Taking the preprocessed image data as input, and iteratively optimizing parameters of the neural network through a back propagation algorithm. Training is performed using a training set, and the network weights and biases are adjusted in a manner that minimizes the loss function.
And verifying the model obtained through training by using a verification set, and evaluating the performance of the model. And (3) optimizing the model parameters according to the verification result, and improving the generalization capability of the model by means of adjusting the learning rate, increasing regularization and the like. And saving the trained belt wearing detection model as a file for subsequent deployment.
And integrating the stored model into an actual system for real-time monitoring of the wearing state of the safety belt in the high-altitude power operation scene. Ensuring that the model is compatible with the interfaces of the actual system and performing the necessary tests and verifications.
And monitoring the wearing state of the safety belt in an actual system, and acquiring image data of an overhead power operation scene in real time. And deducing the image data by using the deployed model to obtain a prediction result of the wearing state of the safety belt. And carrying out real-time monitoring and feedback according to the prediction result, and ensuring the safety of operators.

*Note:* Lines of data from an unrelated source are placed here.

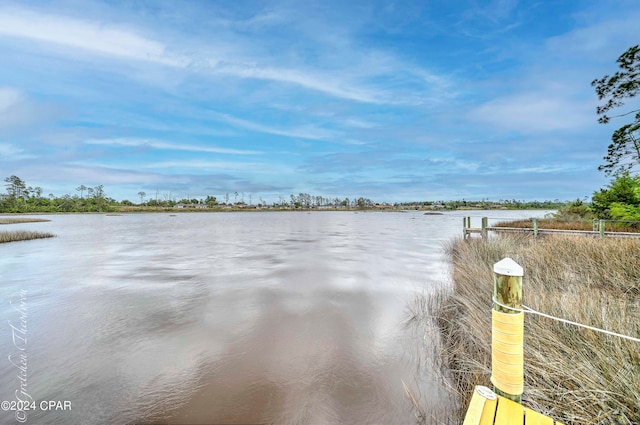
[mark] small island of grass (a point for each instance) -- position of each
(23, 235)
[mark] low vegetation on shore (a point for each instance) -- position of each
(16, 220)
(575, 375)
(23, 235)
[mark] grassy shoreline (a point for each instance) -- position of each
(23, 235)
(16, 220)
(575, 375)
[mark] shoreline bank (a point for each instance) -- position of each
(575, 375)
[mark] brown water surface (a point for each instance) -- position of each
(238, 318)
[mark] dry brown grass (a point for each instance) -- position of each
(575, 375)
(22, 235)
(612, 226)
(14, 220)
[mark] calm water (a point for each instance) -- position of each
(222, 318)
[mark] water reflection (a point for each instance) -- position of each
(227, 318)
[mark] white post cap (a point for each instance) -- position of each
(508, 267)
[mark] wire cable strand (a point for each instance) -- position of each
(529, 310)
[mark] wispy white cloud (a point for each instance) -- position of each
(83, 34)
(534, 112)
(302, 132)
(228, 166)
(231, 59)
(9, 152)
(8, 98)
(157, 144)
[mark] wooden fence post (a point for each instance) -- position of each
(507, 330)
(464, 227)
(483, 232)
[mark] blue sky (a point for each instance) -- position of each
(389, 100)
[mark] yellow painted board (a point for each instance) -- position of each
(481, 410)
(535, 418)
(474, 411)
(509, 413)
(489, 412)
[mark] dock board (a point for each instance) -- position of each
(487, 408)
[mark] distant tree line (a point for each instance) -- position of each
(21, 198)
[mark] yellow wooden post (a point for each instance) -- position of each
(507, 331)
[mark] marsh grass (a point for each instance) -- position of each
(14, 220)
(552, 223)
(575, 375)
(22, 235)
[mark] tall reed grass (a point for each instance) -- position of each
(575, 375)
(14, 220)
(22, 235)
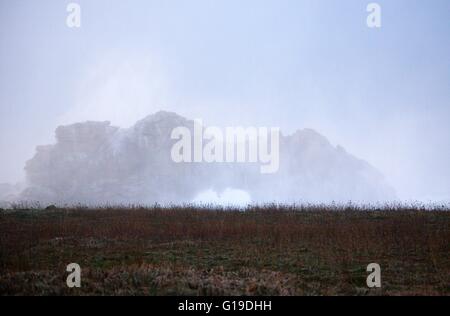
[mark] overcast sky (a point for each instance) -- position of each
(383, 94)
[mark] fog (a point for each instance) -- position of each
(382, 94)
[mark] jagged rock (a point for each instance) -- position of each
(96, 163)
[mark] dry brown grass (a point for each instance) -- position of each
(198, 251)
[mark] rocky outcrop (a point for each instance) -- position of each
(96, 163)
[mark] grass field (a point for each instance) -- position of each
(200, 251)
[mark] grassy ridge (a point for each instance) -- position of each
(268, 250)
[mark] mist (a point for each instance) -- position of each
(382, 94)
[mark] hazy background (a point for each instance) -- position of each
(383, 94)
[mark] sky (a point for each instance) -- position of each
(382, 93)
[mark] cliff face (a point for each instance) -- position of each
(97, 163)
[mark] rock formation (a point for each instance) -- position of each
(96, 163)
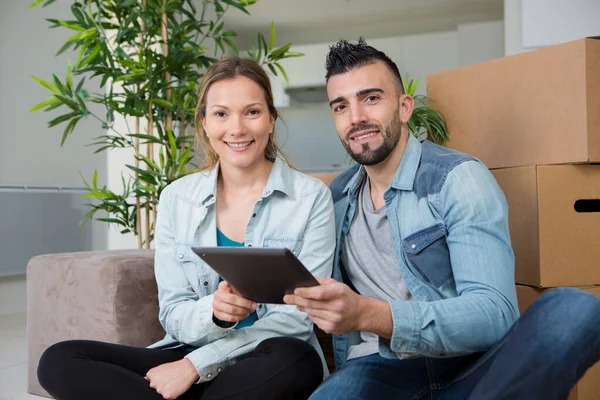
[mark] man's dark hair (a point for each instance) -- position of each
(344, 56)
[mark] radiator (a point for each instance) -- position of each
(41, 220)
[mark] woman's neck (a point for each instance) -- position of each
(244, 180)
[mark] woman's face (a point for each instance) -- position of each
(237, 121)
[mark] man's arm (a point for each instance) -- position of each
(475, 213)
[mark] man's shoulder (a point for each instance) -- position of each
(436, 164)
(340, 182)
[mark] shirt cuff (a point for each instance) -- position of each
(208, 362)
(406, 333)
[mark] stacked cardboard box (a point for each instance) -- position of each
(534, 120)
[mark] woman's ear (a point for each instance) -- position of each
(272, 125)
(203, 122)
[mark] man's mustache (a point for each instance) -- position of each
(362, 127)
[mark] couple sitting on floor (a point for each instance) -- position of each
(410, 246)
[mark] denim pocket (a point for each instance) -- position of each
(427, 251)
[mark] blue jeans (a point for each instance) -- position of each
(541, 357)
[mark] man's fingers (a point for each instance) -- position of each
(326, 281)
(303, 302)
(235, 300)
(231, 309)
(321, 292)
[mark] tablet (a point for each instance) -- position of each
(263, 275)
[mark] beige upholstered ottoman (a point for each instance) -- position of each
(109, 296)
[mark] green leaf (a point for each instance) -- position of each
(237, 5)
(280, 68)
(58, 84)
(232, 45)
(272, 39)
(68, 102)
(90, 57)
(163, 103)
(45, 84)
(48, 102)
(278, 53)
(70, 26)
(172, 144)
(35, 4)
(69, 76)
(68, 130)
(62, 118)
(64, 48)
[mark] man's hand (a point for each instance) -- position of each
(336, 308)
(171, 380)
(228, 306)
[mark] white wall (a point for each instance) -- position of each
(415, 55)
(30, 153)
(480, 42)
(546, 23)
(531, 24)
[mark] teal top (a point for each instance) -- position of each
(224, 241)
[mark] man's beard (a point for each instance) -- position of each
(369, 156)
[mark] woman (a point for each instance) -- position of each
(218, 344)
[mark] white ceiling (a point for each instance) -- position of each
(314, 21)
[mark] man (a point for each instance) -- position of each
(424, 298)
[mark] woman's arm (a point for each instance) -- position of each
(184, 316)
(281, 320)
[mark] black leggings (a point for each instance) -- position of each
(279, 368)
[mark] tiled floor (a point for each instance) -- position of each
(13, 359)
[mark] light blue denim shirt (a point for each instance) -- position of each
(295, 211)
(449, 222)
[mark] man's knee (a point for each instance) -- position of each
(567, 313)
(301, 355)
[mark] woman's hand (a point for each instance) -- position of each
(228, 306)
(171, 380)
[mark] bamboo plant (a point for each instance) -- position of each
(148, 57)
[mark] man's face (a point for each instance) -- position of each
(367, 110)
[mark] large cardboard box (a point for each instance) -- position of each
(588, 388)
(539, 107)
(554, 221)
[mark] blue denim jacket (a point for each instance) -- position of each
(449, 222)
(295, 211)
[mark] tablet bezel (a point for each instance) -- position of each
(263, 275)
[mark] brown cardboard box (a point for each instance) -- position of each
(555, 243)
(534, 108)
(588, 388)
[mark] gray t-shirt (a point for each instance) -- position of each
(371, 264)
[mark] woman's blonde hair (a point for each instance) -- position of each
(229, 68)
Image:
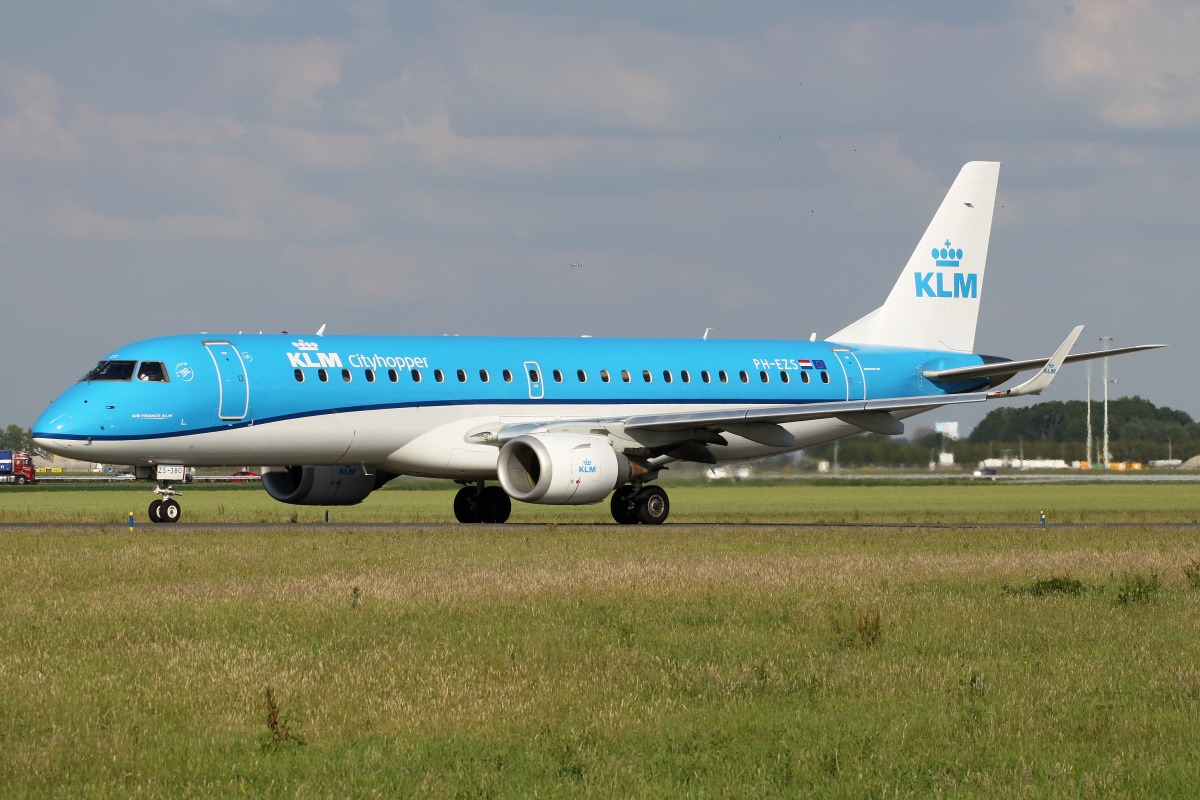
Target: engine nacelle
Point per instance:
(323, 486)
(561, 468)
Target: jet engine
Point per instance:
(562, 468)
(325, 486)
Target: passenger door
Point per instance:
(856, 384)
(234, 398)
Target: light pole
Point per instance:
(1090, 415)
(1105, 341)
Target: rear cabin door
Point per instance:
(234, 400)
(856, 385)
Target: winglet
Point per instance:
(1038, 383)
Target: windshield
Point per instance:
(153, 371)
(111, 371)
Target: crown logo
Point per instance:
(947, 256)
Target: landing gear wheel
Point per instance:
(622, 505)
(493, 505)
(466, 504)
(652, 505)
(169, 511)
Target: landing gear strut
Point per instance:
(640, 504)
(165, 509)
(479, 503)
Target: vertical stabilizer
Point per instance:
(935, 304)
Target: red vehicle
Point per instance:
(16, 468)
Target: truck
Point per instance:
(16, 467)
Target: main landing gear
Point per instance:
(165, 509)
(479, 503)
(640, 504)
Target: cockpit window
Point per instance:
(111, 371)
(153, 371)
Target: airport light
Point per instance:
(1105, 341)
(1089, 458)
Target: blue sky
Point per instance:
(763, 169)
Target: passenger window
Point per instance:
(153, 371)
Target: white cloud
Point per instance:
(293, 74)
(262, 203)
(34, 130)
(169, 127)
(1134, 61)
(76, 222)
(372, 272)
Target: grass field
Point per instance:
(605, 661)
(912, 503)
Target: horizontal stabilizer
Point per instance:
(1041, 382)
(1003, 368)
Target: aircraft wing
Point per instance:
(1007, 368)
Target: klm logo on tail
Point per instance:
(933, 284)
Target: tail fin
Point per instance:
(935, 304)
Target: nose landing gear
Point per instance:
(165, 507)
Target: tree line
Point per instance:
(1139, 431)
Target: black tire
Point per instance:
(653, 505)
(622, 505)
(493, 505)
(466, 505)
(169, 511)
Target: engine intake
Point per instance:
(325, 486)
(562, 468)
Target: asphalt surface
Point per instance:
(183, 527)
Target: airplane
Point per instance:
(567, 421)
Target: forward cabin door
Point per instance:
(537, 388)
(234, 400)
(856, 384)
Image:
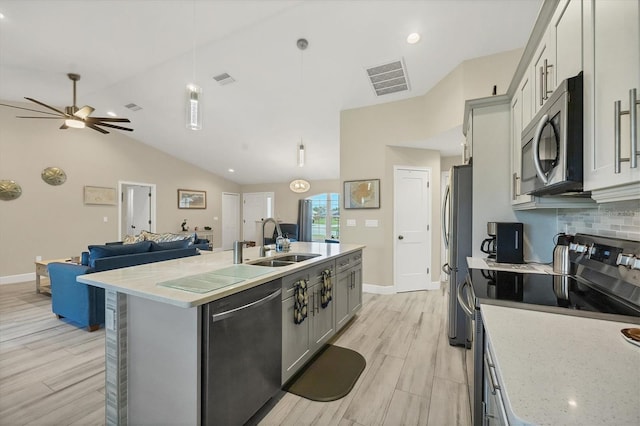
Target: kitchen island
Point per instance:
(560, 369)
(154, 328)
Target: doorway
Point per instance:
(230, 219)
(136, 208)
(412, 229)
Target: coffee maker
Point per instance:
(505, 242)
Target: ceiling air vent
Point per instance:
(223, 79)
(133, 107)
(388, 78)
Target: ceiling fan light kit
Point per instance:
(74, 117)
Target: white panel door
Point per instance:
(230, 219)
(412, 230)
(256, 206)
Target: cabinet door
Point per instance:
(322, 319)
(295, 340)
(612, 68)
(355, 290)
(341, 298)
(543, 71)
(567, 31)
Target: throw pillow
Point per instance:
(98, 252)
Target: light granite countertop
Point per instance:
(559, 369)
(142, 281)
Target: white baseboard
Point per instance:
(13, 279)
(389, 289)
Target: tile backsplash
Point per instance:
(618, 220)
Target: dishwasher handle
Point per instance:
(232, 312)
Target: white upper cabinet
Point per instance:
(612, 74)
(567, 28)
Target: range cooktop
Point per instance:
(545, 290)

S4: and detecting the images acquired on site in real time by using the trained safety belt wearing detection model, and detecting the wearing of the safety belt in the high-altitude power operation scene.
Specifically, the safety belt wearing condition of high altitude electric power operation personnel in real time: the safety belt wearing detection network structure has the capability of real-time monitoring, and timely detects the wearing state of the safety belt of the high-altitude electric power operation personnel by inputting real-time video stream or image.
Based on the detected wearing condition of the safety belt, judgment is carried out to distinguish whether the safety belt is not worn or is not worn normally.
When the system judges that the system is not worn or is not worn normally, the system can trigger an acoustic alarm, and immediately send an alarm signal to the surrounding environment in an acoustic reminding mode so as to attract the attention of related personnel. And sending alarm notification to related personnel, and simultaneously, the system also has the function of sending alarm notification to related personnel, and sending alarm information to appointed personnel or a monitoring center through a communication means so as to take necessary security measures and actions in time. This helps to improve the safety and emergency response capability of the workplace.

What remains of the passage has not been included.